Six More Foreign Film Oscar Contenders
by Nathaniel R
We're now up to 36 entries for Best Foreign Language Film, so over one-third of the way to the full list. Of the six latest announcements The Heiresses has had the arguably highest profile at festivals but the Russian entry is the most "typically Oscar-like" in subject matter, though that thankfully matters less than it once did, even in the foreign category.

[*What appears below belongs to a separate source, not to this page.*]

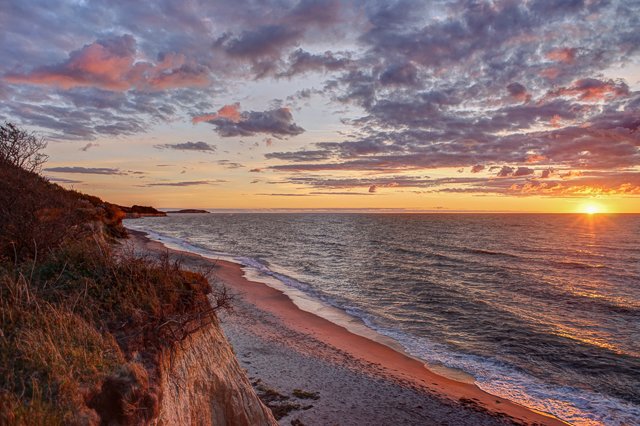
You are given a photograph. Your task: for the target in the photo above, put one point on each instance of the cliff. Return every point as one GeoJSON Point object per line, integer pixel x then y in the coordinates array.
{"type": "Point", "coordinates": [92, 334]}
{"type": "Point", "coordinates": [135, 211]}
{"type": "Point", "coordinates": [202, 383]}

- The Great Mystical Circus Brazil
A century in the life of a family of circus owners. This is the 7th time Brazil has submitted a film by Carlos Diegues. He's their most frequently submitted director but none of his submitted films have been nominated. - Graves Without a Name Cambodia
Rithy Panh created Cambodia's only Oscar nominee (the brilliant documentary The Missing Picture). This is another doc on the same topic: the Kmer Rouge and genocide - Polyxeni Greece
The plot sounds intriguing. A young Greek orphan with a lust for life, is adopted and raised by a wealthy Greek-Turkish couple, unaware that people are plotting and after her large inheritance. Greece used to automatically submit the winner of the Thessaloniki Film Festival but those awards have since been abolished. The new big prizes for Greek films are the Hellenic Film Awards (often referred to as "the Iris" like we call the Academy Awards "Oscar"). They began in 2010 with Dogtooth as their first winner but winning the Iris (which Polyxeni did) doesn't automatically get you the Oscar submission since the submission is now decided by a committee. - Sunset Hungary
It's László Nemes' follow up to his Oscar winning debut Son of Saul. He's gone further back in time from World War II in the previous picture to just before World War I for this story of a young woman who wants to be a milliner in a hat shop previously owned by her parents. - The Heiresses Paraguay
Lesbian drama about a formerly wealthy woman restarting her life after her longtime partner is imprisoned. Among its several festival prizes is the promising Best Actress win at Berlinale. - Sobibor - Russia
A true story of a prisoner uprising at an extermination camp in Russia during World War II.